Oireachtas Joint and Select Committees

Wednesday, 19 January 2022

Joint Oireachtas Committee on Agriculture, Food and the Marine

Cost and Supply of Fertiliser in the European Union: Directorate-General for Agriculture and Rural Development

Photo of Matt CarthyMatt Carthy (Cavan-Monaghan, Sinn Fein) | Oireachtas source

I will make a few comments at the outset. Family farmers - it is a family-farm model that operates predominately in Ireland - operate on an extremely tight margin basis and increases in input prices can put considerable pressure on family farms. However, the sharp hikes that we have seen in fertiliser prices have gone beyond anything that can be managed at an on-farm level. Urea fertiliser prices have increased by 160% in the past 12 months. Calcium ammonium nitrate, CAN, prices have increased by 228%. Supplies are limited and this is having a devastating impact on the grass-based model of farming for which Ireland is renowned. Farmers are crying out for a response and what they are getting in response is nothing from the Government. What we hear today is that they EU and the European Commission intend essentially to do nothing. That is not good enough.

In fact, the EU is adding to the problem by imposing levies on imports of fertilisers from outside of the EU and on top of that, imposing anti-dumping duties of up to €43 per tonne. This is providing the European fertiliser industry with a protection that EU food producers do not have. This fertiliser industry is making substantial profits.

Gas prices have been cited as a cause of the hikes but fertiliser price hikes have been greater than gas price rises and since gas prices have reduced, fertiliser prices have not followed suit. Then we are told that this is a global phenomenon but the truth is that European farmers are paying 16% more at a minimum than their US counterparts.

This committee needs to urge the Government to intervene at an EU level for action. There has to be urgency here. We need action in a matter of days, not months.

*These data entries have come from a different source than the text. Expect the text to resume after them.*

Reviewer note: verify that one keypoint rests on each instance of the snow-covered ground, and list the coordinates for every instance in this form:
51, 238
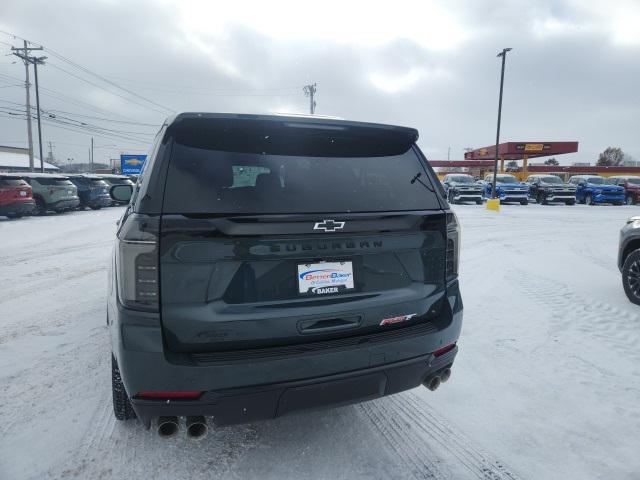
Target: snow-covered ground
546, 384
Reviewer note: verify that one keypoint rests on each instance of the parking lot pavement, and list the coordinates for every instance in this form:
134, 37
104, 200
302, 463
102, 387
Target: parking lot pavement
545, 385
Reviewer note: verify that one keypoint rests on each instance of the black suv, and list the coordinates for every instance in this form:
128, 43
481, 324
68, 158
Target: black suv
268, 264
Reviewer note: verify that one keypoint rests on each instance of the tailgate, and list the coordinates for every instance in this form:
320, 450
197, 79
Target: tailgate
233, 283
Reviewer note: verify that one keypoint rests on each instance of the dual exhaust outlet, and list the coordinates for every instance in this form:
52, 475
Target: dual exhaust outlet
432, 383
196, 427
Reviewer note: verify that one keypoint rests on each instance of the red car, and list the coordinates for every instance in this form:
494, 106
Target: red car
631, 186
16, 197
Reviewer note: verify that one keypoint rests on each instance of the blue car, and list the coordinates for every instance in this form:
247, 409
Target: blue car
508, 189
592, 190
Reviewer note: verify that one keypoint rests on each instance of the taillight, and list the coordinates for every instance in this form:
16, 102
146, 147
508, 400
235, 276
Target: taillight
443, 350
453, 246
137, 262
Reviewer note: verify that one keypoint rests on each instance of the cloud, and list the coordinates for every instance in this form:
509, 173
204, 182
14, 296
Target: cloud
431, 65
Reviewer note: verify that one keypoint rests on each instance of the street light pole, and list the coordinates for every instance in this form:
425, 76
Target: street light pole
38, 61
502, 54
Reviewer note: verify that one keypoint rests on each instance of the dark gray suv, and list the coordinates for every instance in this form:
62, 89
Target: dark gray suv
267, 265
629, 259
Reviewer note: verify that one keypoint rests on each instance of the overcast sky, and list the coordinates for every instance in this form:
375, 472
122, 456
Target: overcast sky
573, 74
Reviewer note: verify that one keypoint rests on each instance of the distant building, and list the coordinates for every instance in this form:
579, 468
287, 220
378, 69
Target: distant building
14, 159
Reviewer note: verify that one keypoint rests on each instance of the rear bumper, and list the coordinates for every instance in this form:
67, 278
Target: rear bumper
560, 197
64, 204
603, 198
246, 389
467, 196
23, 207
101, 201
250, 404
513, 197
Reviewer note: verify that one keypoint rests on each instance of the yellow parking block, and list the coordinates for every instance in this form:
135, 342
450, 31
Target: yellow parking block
493, 204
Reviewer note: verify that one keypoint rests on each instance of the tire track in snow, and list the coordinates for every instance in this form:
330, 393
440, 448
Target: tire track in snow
569, 310
397, 433
416, 433
478, 463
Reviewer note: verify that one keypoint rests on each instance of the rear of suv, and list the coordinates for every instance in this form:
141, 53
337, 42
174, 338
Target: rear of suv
16, 198
52, 192
93, 191
267, 265
548, 188
631, 185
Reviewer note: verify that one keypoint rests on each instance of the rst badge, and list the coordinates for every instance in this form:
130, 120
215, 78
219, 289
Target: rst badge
398, 319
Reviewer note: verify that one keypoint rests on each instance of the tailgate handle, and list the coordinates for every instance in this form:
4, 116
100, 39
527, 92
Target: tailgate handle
328, 324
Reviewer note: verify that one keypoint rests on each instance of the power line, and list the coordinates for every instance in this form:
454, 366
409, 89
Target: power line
105, 89
310, 91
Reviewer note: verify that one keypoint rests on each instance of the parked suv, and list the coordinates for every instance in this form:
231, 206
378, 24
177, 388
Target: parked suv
508, 188
546, 188
631, 185
52, 192
629, 259
111, 180
93, 191
269, 264
592, 189
16, 199
462, 188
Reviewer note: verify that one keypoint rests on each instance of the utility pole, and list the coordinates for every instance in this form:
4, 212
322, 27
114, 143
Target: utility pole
25, 58
50, 156
502, 54
310, 91
38, 61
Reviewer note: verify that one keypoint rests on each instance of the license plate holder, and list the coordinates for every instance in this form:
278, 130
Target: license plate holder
324, 278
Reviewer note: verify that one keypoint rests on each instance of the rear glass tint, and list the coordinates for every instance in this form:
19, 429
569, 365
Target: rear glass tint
119, 181
59, 182
208, 181
11, 182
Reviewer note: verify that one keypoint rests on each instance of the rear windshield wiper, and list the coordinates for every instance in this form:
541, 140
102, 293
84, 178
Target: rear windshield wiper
417, 179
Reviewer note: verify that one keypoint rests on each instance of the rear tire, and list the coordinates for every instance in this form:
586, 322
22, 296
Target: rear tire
631, 277
41, 207
122, 408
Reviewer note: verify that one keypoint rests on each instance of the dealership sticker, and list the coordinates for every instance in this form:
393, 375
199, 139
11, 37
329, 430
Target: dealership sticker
325, 277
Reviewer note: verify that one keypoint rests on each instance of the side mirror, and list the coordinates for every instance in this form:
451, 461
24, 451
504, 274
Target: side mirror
121, 193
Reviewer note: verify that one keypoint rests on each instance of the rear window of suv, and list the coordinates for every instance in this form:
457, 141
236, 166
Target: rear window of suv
208, 181
60, 182
11, 182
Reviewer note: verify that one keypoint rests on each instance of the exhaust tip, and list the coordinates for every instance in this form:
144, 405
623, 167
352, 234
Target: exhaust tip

Every member of this committee accepts, I think, and agrees with the objectives to reduce the levels of artificial fertiliser use and we have supported initiatives that will allow greater efficiency and greater protection in that regard. The way to do that is not, as has been outlined here today, by essentially forcing farmers out of business through short-term volatile shocks but in partnership with those communities. Therefore, we have to see a sea change and we have to see it incredibly quickly.

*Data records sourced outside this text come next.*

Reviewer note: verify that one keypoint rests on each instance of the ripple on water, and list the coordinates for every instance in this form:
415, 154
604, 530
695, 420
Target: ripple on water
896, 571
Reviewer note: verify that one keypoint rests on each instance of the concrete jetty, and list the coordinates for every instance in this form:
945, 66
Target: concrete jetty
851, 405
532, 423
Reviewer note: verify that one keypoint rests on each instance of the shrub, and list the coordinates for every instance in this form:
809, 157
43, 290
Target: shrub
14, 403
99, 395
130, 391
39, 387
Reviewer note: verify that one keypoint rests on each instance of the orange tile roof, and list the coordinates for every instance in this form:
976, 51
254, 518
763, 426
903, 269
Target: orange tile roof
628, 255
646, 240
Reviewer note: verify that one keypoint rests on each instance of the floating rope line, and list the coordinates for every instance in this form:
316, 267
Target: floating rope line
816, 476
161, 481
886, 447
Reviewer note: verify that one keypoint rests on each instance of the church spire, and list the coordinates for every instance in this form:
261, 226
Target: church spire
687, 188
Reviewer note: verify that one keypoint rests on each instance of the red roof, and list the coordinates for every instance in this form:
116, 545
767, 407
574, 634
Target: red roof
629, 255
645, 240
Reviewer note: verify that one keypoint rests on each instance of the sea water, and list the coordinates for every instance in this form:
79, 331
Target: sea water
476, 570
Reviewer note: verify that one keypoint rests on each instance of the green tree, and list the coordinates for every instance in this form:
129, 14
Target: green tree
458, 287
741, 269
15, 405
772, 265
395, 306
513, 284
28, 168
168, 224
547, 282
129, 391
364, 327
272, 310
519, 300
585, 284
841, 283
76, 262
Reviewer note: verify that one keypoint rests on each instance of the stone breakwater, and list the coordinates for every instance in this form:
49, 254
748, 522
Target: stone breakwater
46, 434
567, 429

I have a number of questions. I might put a couple and if we can get short responses, I might come back in.

My first question is in relation to a Commission response to my colleague, Mr. Chris MacManus MEP, in December that the Commission would carry out a review to see how reducing tariffs on non-EU imports for a limited period would operate. I wonder if our guests could give us the status of that review and when it is expected to be finished.

Perhaps we could also get clarification as to what has been done to date in order to bring about a reduction in the cost of fertiliser. In other words, what specifics does the EU Commission propose that will see the cost of fertiliser coming onto farms in Ireland reduce, in particular, in the medium and short term?